The government is planning to introduce new legislation that will target “sub-espionage” levels of foreign interference, according to Fairfax. In other words, the new laws are not targeting actual “spying,” but will be aimed at creating the conditions for the authorities to brand any opposition to anti-Chinese aggression as the work of “agents of foreign influence.”
This coincides with a dramatic ratcheting-up of tensions in Asia, including President Trump’s fascistic speech at the UN this week, in which he again warned the US could wage total war against North Korea. This threat, supported by the entire Australian political establishment, is above all directed against China, North Korea’s sole ally in the region.
In an ominous signal of how the planned legislation may be used, the Fairfax exclusive was preceded by strident denunciations of Chinese international students in the press. This follows the promotion of similar nationalist filth in previous anti-China campaigns, implying that the students were a “fifth column” of the Chinese government.
An article in the Australian on Wednesday featured a report by the organisation China Matters. It called on Education Minister Simon Birmingham to “give a high-profile talk outlining the advantages and risks of having such a large cohort of international students from China in Australia.”
The board of directors of China Matters includes Jan Adams, the Australian government’s current ambassador to China, and Allan Gyngell, who was director general of the Office of National Assessments between 2009 and 2013, a key intelligence agency that reports directly to the prime minister’s office.
China Matters seized upon a series of hazy reports of disagreements between Chinese students and university lecturers, allegedly over how Chinese foreign policy is presented in classes. Despite the minor character of the disputes, the think-tank used it as the launching point to allege that there is a coordinated attempt by Chinese students to “stifle academic freedom.”

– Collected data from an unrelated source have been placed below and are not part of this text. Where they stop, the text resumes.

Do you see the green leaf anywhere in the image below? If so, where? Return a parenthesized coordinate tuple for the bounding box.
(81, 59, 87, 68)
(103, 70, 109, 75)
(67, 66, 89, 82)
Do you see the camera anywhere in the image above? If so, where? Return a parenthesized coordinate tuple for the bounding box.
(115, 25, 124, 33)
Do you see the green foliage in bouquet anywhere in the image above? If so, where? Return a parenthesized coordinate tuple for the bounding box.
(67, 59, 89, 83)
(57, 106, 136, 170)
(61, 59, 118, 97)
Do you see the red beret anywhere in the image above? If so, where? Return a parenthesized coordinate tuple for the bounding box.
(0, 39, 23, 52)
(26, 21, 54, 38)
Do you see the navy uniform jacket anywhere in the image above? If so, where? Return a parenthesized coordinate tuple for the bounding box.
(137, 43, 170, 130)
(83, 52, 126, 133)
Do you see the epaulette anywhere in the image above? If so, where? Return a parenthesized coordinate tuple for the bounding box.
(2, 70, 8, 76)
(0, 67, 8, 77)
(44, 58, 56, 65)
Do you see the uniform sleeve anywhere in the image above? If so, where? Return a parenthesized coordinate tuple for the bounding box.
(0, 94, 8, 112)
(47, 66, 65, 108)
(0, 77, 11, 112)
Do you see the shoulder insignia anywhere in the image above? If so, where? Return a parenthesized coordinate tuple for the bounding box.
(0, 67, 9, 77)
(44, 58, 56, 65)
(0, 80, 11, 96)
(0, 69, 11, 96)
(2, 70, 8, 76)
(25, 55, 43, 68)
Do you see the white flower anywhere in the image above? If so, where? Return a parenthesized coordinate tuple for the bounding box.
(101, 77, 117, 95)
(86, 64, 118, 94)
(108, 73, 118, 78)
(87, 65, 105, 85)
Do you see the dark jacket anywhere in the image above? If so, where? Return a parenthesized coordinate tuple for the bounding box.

It menacingly declared that Chinese students were involved in “activities [that] contravene Australian societal values and academic principles. They also undermine Australian interests.” These, it claimed, included attempts to suppress criticism of the Chinese government and spying on other students.
These xenophobic and bullying allegations are part of a broader attempt to demonise the Chinese population. They are aimed at creating a political climate in which Australia can ever more directly participate in US-led military intrigues and wars in the Asia-Pacific, and drowning out mass anti-war sentiment.
The vilification of Chinese students is a warning that the advanced preparations for war will be accompanied by deepening attacks on democratic rights. In both world wars last century, Australian authorities ordered the mass internment of “enemy aliens.” Similar measures are being prepared in the event of a major conflict today.